How is your research/technology relevant to personalised medicine?
Hepatitis C virus (HCV) infects millions of people globally and causing liver cirrhosis, liver failure and hepatocellular cancer. Our consortium is large and multi-disciplinary; 21 partners that span academia, science, industry and clinicians. The consortium is developing high-throughput viral sequencing, integrated with host genetics, immune parameters and biomarkers and embedding these in clinical studies.
The aims of the consortium is to use these parameters to optimise treatment outcomes for patient with HCV in response to therapies in this exciting new era of directly acting anti-viral therapies; in practice this means identifying host and viral factors that help to predict which patients may be best treated with specific drug combinations given for the right duration of time. A further aim is to identify the sub group of patients who will in the future develop liver cancer and other negative clinical outcomes. To achieve these aims we work closely with HCV research UK, biobanking blood samples from 41 NHS sites across the UK, and we embed our studies in large clinical studies through collaboration with industry or through grant funded academic clinical studies.
What are the challenges to getting your research/technology into widespread use, and is that the aim?
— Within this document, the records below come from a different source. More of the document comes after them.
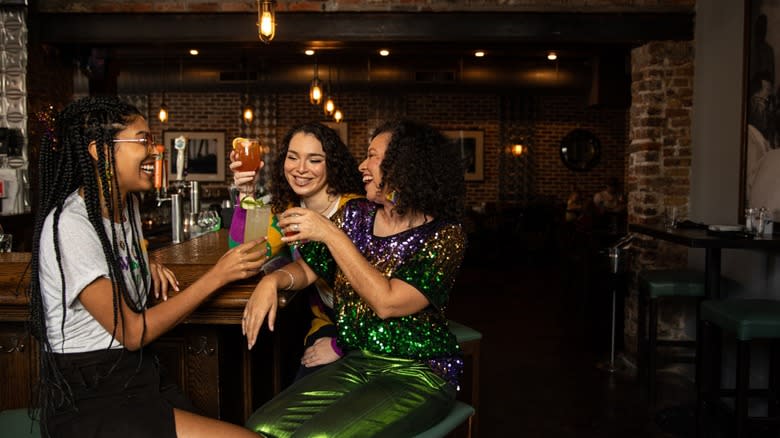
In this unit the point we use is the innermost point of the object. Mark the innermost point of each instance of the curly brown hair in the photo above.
(424, 168)
(342, 169)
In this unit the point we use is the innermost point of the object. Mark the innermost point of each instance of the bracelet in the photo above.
(292, 278)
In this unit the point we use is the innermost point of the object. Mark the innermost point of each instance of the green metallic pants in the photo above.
(359, 395)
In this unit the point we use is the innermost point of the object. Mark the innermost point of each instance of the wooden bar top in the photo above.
(188, 260)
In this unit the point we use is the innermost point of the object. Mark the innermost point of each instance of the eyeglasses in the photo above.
(147, 140)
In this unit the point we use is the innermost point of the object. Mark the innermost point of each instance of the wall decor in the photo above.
(580, 150)
(204, 155)
(472, 150)
(760, 154)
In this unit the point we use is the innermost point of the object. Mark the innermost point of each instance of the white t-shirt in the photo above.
(83, 262)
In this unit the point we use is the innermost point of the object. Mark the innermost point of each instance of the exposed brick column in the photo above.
(659, 163)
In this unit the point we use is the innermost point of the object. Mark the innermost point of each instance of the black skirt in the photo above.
(116, 394)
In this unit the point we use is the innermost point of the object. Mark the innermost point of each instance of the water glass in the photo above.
(6, 242)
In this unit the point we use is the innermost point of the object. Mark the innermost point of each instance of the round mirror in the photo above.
(580, 150)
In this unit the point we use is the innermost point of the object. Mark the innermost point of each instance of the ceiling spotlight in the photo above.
(266, 20)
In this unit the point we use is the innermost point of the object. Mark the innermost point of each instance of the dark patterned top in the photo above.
(427, 257)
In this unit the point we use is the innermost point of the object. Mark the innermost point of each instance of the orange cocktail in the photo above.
(248, 150)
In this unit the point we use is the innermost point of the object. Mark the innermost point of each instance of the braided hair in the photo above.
(66, 166)
(342, 172)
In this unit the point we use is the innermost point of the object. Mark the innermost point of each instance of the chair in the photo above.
(16, 423)
(746, 320)
(469, 340)
(460, 412)
(662, 285)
Yes, ultimately we want to make a difference to patients and this will require wider deployment of technologies, and we work constantly to keep this at the forefront of decision making. For example, we have developed new technologies for HCV viral sequencing-but deploying this widely means properly integrating with NHS structures. Taking new technologies from a research environment through to a clinically accredited lab with all the appropriate checks in place is a major undertaking. There are many additional challenges: By its nature the work is multi-disciplinary, taking researchers beyond their comfort zone. Personally I think that this is something to be embraced and can lead to major advances. For example, the integration of viral and host genetics is specific to personalised medicine in infectious disease, but traditionally these fields have been distinct disciplines (virology and clinical genetics).
The management and annotation of very large datasets in clearly a challenge for us. It is important we get this right-not only for our own work-but so that we can leave behind a “library” of data that can be used by others in the future. For us a key challenge has been adapting to a rapidly changing field as new anti-virals are developed. Essentially this means taking a visionary approach-trying to predict what the state of the art might be five years from now-staying ahead of the game so that the personalized approach stays relevant.
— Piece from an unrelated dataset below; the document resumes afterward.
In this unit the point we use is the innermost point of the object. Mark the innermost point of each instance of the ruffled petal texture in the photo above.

What can be done to make the most of the opportunities for personalised medicine to improve health and healthcare?
I think that many people, outside the field, think that personalised medicine is what doctors do anyway. But I have come to learn that this is not true. Personalised medicine requires a whole amourt of skills; asking the right clinical questions and recognising an opportunity for taking a personalised medicine approach, familiarity rather than fear of genomics data, data management and integration of large datasets requiring bioinformatic and statistical tools, governance issues around informed patient consent, data control and incidental health related findings. These are just some examples requiring the education of health care workers, scientists in the field, ethicists and the public. Setting in place structures to support the development of personalised medicine across disciplines will be key. Building confidence in the public perception of personalised medicine will grow, but only if data management is properly governed. I believe that enthusiasm for the field will continue to grow as more real life examples of personalised medicine making a difference to health become apparent. After all-we each want the medicine that works for us-personally.